U.S. District Judge Sean Cox ruled that R.G. & G.R. Harris Funeral Home didn't discriminate against Aimee Stephens. The U.S. Equal Employment Opportunity Commission sued the Garden City funeral home on behalf of Stephens, who was fired in 2013 after telling her employer she was transitioning.
The EEOC in 2014 sued the funeral home and a Florida eye clinic, saying it was the first time it had filed lawsuits to protect transgender people in the workplace. The commission last year reached a $150,000 settlement with Lakeland Eye Clinic of Lakeland, Florida. Brandi Branson was fired there in 2011 as director of hearing services after saying she was undergoing a gender transition to female.
The EEOC didn't immediately respond to a request for comment about Cox's decision. Upon filing the lawsuit, a commission attorney said federal law bars businesses from firing workers because they don't behave according to stereotypes of how men and women should act.
Cox ruled the funeral home met its burden of showing that enforcement of Title VII of the 1964 Civil Rights Act, which bars employment discrimination, "would impose a substantial burden on its ability to conduct business in accordance with its sincerely-held religious beliefs." He concluded the business is entitled to a religious exemption.
The judge last year said federal civil rights law doesn't specifically protect a transgender person. But he cited decisions by higher courts and said there's binding legal precedent to protect people who are fired for failing to conform to a gender-based expectation.
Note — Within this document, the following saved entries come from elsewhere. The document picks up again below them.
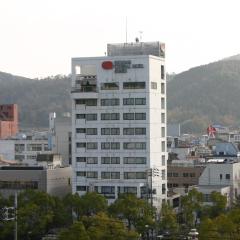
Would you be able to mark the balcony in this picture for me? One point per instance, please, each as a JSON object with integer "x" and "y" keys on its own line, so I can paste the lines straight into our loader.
{"x": 85, "y": 83}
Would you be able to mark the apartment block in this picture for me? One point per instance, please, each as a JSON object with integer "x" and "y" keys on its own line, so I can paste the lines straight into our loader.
{"x": 8, "y": 120}
{"x": 119, "y": 122}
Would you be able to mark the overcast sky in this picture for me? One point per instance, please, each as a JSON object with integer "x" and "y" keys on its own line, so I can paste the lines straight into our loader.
{"x": 39, "y": 37}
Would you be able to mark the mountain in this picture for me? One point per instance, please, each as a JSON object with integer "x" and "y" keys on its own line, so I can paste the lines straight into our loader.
{"x": 205, "y": 94}
{"x": 197, "y": 97}
{"x": 35, "y": 98}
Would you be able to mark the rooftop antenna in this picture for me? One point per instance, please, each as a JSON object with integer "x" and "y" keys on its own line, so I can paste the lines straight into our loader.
{"x": 126, "y": 29}
{"x": 140, "y": 35}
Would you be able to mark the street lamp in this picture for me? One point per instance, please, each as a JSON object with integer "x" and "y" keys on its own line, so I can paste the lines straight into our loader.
{"x": 193, "y": 234}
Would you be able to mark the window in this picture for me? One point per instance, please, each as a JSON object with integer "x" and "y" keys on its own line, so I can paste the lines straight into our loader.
{"x": 163, "y": 117}
{"x": 128, "y": 101}
{"x": 19, "y": 148}
{"x": 92, "y": 145}
{"x": 87, "y": 102}
{"x": 115, "y": 160}
{"x": 115, "y": 116}
{"x": 134, "y": 145}
{"x": 92, "y": 160}
{"x": 130, "y": 190}
{"x": 81, "y": 188}
{"x": 34, "y": 147}
{"x": 19, "y": 157}
{"x": 115, "y": 175}
{"x": 163, "y": 146}
{"x": 140, "y": 101}
{"x": 107, "y": 189}
{"x": 80, "y": 145}
{"x": 115, "y": 131}
{"x": 128, "y": 116}
{"x": 140, "y": 116}
{"x": 162, "y": 88}
{"x": 81, "y": 159}
{"x": 92, "y": 174}
{"x": 91, "y": 131}
{"x": 105, "y": 160}
{"x": 128, "y": 131}
{"x": 80, "y": 116}
{"x": 140, "y": 145}
{"x": 162, "y": 103}
{"x": 80, "y": 130}
{"x": 134, "y": 160}
{"x": 140, "y": 175}
{"x": 112, "y": 160}
{"x": 115, "y": 145}
{"x": 81, "y": 174}
{"x": 129, "y": 145}
{"x": 105, "y": 131}
{"x": 163, "y": 132}
{"x": 109, "y": 86}
{"x": 105, "y": 116}
{"x": 105, "y": 145}
{"x": 91, "y": 117}
{"x": 110, "y": 102}
{"x": 163, "y": 160}
{"x": 174, "y": 174}
{"x": 163, "y": 189}
{"x": 31, "y": 157}
{"x": 140, "y": 131}
{"x": 110, "y": 131}
{"x": 134, "y": 175}
{"x": 134, "y": 85}
{"x": 153, "y": 85}
{"x": 110, "y": 116}
{"x": 130, "y": 175}
{"x": 162, "y": 72}
{"x": 105, "y": 175}
{"x": 163, "y": 174}
{"x": 132, "y": 101}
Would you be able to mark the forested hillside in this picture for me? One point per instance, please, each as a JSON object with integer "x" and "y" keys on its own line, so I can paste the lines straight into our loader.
{"x": 202, "y": 95}
{"x": 36, "y": 98}
{"x": 205, "y": 94}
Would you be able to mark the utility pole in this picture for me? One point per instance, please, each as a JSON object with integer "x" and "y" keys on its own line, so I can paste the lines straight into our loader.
{"x": 15, "y": 206}
{"x": 10, "y": 214}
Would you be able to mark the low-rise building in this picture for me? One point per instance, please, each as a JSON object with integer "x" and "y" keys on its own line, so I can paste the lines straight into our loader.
{"x": 223, "y": 177}
{"x": 182, "y": 174}
{"x": 25, "y": 147}
{"x": 8, "y": 120}
{"x": 55, "y": 181}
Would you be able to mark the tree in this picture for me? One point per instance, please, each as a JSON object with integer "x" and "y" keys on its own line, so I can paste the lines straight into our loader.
{"x": 191, "y": 205}
{"x": 219, "y": 204}
{"x": 208, "y": 230}
{"x": 75, "y": 232}
{"x": 102, "y": 227}
{"x": 137, "y": 212}
{"x": 168, "y": 220}
{"x": 92, "y": 203}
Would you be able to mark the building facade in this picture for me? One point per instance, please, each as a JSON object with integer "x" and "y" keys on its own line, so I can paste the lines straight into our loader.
{"x": 56, "y": 181}
{"x": 8, "y": 120}
{"x": 223, "y": 177}
{"x": 119, "y": 122}
{"x": 24, "y": 148}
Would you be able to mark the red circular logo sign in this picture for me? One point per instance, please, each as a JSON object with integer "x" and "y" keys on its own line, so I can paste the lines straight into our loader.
{"x": 107, "y": 65}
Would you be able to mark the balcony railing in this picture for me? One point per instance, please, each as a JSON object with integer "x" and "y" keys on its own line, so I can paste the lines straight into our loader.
{"x": 84, "y": 89}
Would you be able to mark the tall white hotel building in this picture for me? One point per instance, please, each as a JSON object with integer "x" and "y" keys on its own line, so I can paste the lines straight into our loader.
{"x": 119, "y": 122}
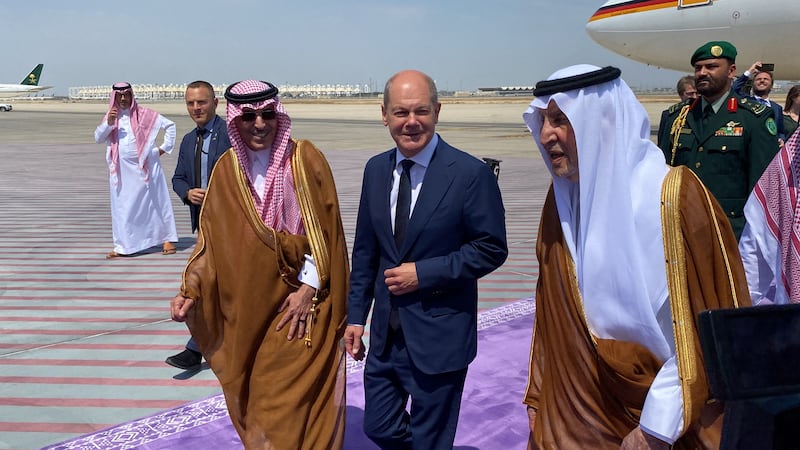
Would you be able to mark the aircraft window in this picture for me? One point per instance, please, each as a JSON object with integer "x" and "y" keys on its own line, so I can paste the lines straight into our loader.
{"x": 690, "y": 3}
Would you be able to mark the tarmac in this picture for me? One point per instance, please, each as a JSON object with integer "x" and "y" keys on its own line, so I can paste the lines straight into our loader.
{"x": 83, "y": 339}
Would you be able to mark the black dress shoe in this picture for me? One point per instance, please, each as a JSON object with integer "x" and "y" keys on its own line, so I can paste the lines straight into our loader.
{"x": 186, "y": 360}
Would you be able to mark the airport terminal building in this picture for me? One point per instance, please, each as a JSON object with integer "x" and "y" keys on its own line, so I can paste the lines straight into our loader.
{"x": 172, "y": 92}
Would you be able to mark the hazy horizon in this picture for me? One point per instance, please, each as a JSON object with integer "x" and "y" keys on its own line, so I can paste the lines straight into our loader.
{"x": 463, "y": 45}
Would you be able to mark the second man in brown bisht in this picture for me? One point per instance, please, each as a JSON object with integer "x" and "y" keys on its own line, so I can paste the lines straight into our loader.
{"x": 615, "y": 359}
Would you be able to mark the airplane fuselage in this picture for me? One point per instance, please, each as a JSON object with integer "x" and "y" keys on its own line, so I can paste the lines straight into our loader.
{"x": 16, "y": 90}
{"x": 665, "y": 33}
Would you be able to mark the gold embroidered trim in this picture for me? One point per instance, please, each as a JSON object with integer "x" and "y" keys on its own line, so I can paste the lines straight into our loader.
{"x": 311, "y": 223}
{"x": 675, "y": 131}
{"x": 677, "y": 282}
{"x": 313, "y": 227}
{"x": 576, "y": 292}
{"x": 724, "y": 251}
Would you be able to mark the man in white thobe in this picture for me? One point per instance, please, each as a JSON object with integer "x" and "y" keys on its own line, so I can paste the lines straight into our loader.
{"x": 141, "y": 211}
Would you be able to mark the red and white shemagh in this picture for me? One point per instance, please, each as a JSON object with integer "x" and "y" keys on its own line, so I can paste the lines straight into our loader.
{"x": 142, "y": 121}
{"x": 777, "y": 191}
{"x": 278, "y": 206}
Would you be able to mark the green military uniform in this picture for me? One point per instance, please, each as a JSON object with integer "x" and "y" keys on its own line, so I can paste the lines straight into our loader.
{"x": 728, "y": 152}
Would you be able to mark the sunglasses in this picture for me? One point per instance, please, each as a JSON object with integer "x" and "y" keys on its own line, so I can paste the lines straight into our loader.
{"x": 266, "y": 114}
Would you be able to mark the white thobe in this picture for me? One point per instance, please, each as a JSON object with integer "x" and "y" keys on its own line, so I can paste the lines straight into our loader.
{"x": 141, "y": 211}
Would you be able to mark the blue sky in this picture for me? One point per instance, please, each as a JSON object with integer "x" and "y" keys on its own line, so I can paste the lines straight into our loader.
{"x": 463, "y": 45}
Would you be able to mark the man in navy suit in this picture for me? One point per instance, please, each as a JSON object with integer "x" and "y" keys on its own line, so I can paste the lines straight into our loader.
{"x": 210, "y": 139}
{"x": 421, "y": 245}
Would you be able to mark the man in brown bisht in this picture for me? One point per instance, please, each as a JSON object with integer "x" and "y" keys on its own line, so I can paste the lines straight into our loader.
{"x": 615, "y": 357}
{"x": 271, "y": 256}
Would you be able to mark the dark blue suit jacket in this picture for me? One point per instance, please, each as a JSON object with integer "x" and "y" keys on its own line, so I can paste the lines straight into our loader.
{"x": 456, "y": 235}
{"x": 184, "y": 177}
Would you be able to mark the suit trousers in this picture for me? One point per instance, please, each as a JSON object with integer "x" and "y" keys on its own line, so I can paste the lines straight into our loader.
{"x": 389, "y": 380}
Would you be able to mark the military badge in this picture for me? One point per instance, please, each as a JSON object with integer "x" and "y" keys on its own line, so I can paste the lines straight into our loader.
{"x": 731, "y": 129}
{"x": 771, "y": 126}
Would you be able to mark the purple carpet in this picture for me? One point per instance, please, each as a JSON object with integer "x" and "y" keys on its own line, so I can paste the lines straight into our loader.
{"x": 492, "y": 414}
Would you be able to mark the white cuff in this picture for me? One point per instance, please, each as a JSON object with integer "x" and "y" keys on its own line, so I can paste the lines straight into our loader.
{"x": 308, "y": 274}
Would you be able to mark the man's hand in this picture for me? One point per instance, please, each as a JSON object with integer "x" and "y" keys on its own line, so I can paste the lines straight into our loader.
{"x": 297, "y": 306}
{"x": 112, "y": 115}
{"x": 353, "y": 342}
{"x": 402, "y": 279}
{"x": 179, "y": 307}
{"x": 755, "y": 68}
{"x": 196, "y": 196}
{"x": 639, "y": 440}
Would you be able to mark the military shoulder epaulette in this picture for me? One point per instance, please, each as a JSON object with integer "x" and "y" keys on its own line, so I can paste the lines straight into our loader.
{"x": 677, "y": 106}
{"x": 753, "y": 106}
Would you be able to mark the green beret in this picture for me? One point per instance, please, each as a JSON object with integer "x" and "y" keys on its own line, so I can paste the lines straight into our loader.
{"x": 715, "y": 49}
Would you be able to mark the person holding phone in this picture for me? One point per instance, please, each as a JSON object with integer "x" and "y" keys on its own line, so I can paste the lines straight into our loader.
{"x": 760, "y": 87}
{"x": 726, "y": 139}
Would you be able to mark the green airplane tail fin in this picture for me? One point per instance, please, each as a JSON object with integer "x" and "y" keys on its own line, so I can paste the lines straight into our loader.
{"x": 33, "y": 78}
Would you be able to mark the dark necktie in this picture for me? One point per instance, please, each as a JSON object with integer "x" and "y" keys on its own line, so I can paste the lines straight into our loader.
{"x": 708, "y": 111}
{"x": 198, "y": 158}
{"x": 403, "y": 208}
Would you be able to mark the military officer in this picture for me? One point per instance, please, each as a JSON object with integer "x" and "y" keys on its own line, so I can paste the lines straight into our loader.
{"x": 726, "y": 139}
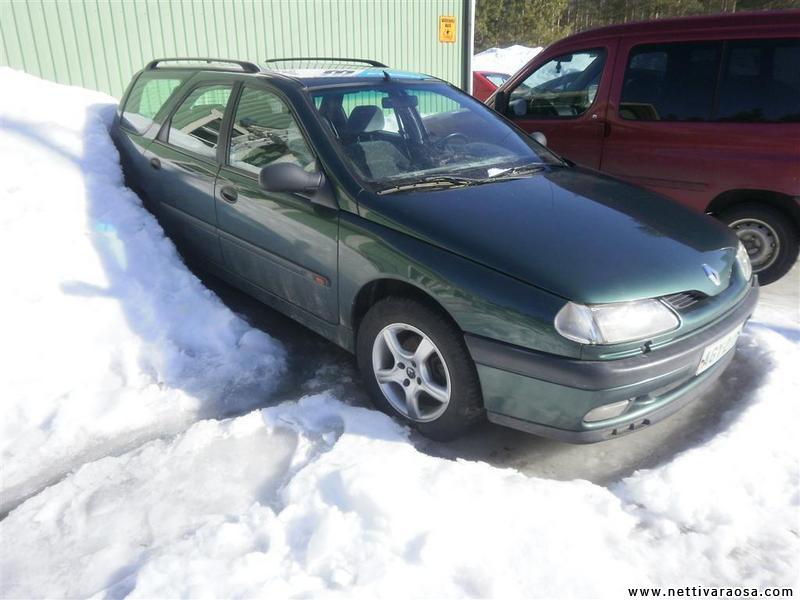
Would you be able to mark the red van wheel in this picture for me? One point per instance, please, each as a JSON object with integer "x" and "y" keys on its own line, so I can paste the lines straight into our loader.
{"x": 769, "y": 237}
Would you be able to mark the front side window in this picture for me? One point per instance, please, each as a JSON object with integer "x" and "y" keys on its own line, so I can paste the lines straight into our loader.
{"x": 146, "y": 98}
{"x": 760, "y": 82}
{"x": 497, "y": 79}
{"x": 197, "y": 122}
{"x": 264, "y": 132}
{"x": 395, "y": 133}
{"x": 670, "y": 82}
{"x": 564, "y": 87}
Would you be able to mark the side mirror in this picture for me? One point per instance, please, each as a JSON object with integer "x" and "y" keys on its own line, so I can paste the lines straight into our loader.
{"x": 501, "y": 102}
{"x": 290, "y": 178}
{"x": 538, "y": 136}
{"x": 518, "y": 107}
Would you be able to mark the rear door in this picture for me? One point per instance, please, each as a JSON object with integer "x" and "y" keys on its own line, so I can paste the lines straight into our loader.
{"x": 564, "y": 96}
{"x": 136, "y": 126}
{"x": 183, "y": 168}
{"x": 692, "y": 119}
{"x": 279, "y": 242}
{"x": 660, "y": 130}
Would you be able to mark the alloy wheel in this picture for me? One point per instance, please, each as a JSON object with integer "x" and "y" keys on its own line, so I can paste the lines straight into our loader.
{"x": 411, "y": 372}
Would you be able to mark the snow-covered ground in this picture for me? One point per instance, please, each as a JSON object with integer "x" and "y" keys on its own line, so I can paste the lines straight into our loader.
{"x": 108, "y": 340}
{"x": 113, "y": 352}
{"x": 504, "y": 60}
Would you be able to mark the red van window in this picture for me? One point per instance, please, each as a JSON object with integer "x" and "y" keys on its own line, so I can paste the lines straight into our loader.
{"x": 670, "y": 82}
{"x": 562, "y": 88}
{"x": 760, "y": 82}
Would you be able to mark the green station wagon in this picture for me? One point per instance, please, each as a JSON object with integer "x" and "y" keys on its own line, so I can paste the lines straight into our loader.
{"x": 474, "y": 273}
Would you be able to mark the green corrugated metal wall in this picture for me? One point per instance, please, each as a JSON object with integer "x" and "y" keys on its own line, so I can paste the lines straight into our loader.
{"x": 99, "y": 44}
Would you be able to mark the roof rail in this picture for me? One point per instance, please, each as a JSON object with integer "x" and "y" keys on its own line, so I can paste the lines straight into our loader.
{"x": 246, "y": 66}
{"x": 328, "y": 59}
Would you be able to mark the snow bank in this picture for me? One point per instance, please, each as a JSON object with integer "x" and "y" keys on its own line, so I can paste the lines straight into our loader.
{"x": 504, "y": 60}
{"x": 317, "y": 498}
{"x": 107, "y": 339}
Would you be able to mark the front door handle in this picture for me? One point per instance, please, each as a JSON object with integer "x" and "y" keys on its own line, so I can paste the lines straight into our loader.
{"x": 229, "y": 194}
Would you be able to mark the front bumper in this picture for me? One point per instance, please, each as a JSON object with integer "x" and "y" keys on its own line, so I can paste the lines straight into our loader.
{"x": 548, "y": 395}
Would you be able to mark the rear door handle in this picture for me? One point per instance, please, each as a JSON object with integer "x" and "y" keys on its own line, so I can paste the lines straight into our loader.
{"x": 229, "y": 194}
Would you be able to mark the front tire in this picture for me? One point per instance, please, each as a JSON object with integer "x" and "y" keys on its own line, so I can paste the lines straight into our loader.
{"x": 769, "y": 237}
{"x": 416, "y": 366}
In his latest ruling, Cox said the EEOC claimed Stephens, also a funeral director, had a right not to be subjected to gender stereotypes at work, but the commission hasn't challenged the funeral home's gender-specific dress code requiring female employees to wear a "skirt-suit" and men to wear a "pants-suit with a neck tie."
"If the compelling interest is truly in eliminating gender stereotypes, the court fails to see why the EEOC couldn't propose a gender-neutral dress code as a reasonable accommodation that would be a less restrictive means of furthering that goal under the facts presented here," Cox wrote.